|Home | About | Journals | Submit | Contact Us | Français|
The Clustal series of programs are widely used in molecular biology for the multiple alignment of both nucleic acid and protein sequences and for preparing phylogenetic trees. The popularity of the programs depends on a number of factors, including not only the accuracy of the results, but also the robustness, portability and user-friendliness of the programs. New features include NEXUS and FASTA format output, printing range numbers and faster tree calculation. Although, Clustal was originally developed to run on a local computer, numerous Web servers have been set up, notably at the EBI (European Bioinformatics Institute) (http://www.ebi.ac.uk/clustalw/).
One of the cornerstones of modern bioinformatics is the comparison or alignment of protein sequences. With the aid of multiple sequence alignments, biologists are able to study the sequence patterns conserved through evolution and the ancestral relationships between different organisms. Sequences can be aligned across their entire length (global alignment) or only in certain regions (local alignment). The most widely used programs for global multiple sequence alignment are from the Clustal series of programs. The first Clustal program was written by Des Higgins in 1988 (1) and was designed specifically to work efficiently on personal computers, which at that time, had feeble computing power by today's standards.
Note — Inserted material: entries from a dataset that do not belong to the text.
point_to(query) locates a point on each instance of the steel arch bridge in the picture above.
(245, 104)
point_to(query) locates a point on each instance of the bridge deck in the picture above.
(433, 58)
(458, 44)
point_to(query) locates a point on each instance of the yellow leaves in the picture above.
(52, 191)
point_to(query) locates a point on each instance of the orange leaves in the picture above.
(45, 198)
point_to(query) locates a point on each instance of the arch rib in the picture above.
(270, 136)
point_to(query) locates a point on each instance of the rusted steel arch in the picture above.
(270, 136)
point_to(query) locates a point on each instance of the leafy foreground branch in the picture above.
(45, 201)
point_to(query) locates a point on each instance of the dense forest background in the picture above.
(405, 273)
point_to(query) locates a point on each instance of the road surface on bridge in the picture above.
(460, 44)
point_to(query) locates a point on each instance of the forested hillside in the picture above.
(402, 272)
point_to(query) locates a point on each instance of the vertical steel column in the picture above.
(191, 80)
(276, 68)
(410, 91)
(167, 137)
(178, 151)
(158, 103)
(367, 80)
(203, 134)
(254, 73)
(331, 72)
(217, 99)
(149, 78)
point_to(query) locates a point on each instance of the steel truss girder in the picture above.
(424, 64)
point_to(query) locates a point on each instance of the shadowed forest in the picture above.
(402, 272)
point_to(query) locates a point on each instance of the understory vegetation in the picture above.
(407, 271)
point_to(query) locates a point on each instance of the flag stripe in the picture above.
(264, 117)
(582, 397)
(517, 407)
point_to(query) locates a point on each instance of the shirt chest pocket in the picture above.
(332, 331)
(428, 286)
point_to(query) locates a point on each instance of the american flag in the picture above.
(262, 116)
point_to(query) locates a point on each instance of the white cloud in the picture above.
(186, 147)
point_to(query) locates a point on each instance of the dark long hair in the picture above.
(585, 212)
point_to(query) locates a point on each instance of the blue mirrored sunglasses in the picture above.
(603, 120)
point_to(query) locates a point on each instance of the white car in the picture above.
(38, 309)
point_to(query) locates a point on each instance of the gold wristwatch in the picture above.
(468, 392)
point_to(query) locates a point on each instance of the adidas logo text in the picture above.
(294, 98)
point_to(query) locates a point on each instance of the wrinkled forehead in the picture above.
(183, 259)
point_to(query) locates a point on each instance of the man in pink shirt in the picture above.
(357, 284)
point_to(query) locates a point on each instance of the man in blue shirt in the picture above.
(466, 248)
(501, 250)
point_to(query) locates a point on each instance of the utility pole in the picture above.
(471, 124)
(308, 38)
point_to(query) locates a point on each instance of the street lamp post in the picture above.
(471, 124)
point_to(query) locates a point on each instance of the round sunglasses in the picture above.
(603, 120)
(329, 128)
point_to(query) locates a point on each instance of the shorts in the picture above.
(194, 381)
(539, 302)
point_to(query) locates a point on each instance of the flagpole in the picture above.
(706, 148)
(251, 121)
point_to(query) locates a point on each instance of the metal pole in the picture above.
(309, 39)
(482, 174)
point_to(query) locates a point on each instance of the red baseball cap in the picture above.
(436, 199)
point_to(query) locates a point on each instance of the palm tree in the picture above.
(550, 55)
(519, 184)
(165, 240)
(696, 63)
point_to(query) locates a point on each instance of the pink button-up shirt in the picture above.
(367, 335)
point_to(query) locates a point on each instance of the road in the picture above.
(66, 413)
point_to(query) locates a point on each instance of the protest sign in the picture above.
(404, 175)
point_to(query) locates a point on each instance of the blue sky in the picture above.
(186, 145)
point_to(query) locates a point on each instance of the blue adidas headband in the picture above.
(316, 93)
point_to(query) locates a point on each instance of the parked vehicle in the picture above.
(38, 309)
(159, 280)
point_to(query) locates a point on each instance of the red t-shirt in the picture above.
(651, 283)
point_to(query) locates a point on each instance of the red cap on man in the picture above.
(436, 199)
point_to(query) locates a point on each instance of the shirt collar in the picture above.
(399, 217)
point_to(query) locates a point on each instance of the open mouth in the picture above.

It combined a memory-efficient dynamic programming algorithm (2) with the progressive alignment strategy developed by Feng and Doolittle (3) and Willie Taylor (4). The multiple alignment is built up progressively by a series of pairwise alignments, following the branching order in a guide tree. The initial pre-comparison used a rapid word-based alignment algorithm (5) and the guide tree was constructed using the UPGMA method (6). In 1992, a new release was made, called ClustalV (7,8), which incorporated profile alignments (alignments of existing alignments) and the facility to generate trees from the multiple alignment using the Neighbour-Joining (NJ) method (9). The third generation of the series, ClustalW (10), released in 1994, incorporated a number of improvements to the alignment algorithm, including sequence weighting, position-specific gap penalties and the automatic choice of a suitable residue comparison matrix at each stage in the multiple alignment. In addition, the approximate word search used for the pre-comparison step was replaced by a more sensitive dynamic programming algorithm, and the dendogram construction by UPGMA was replaced by NJ. The ClustalW program looked very similar to ClustalV, with simple text menus for interactive use and the possibility of running the program in batch mode by specifying the input file and the parameter options on the command line.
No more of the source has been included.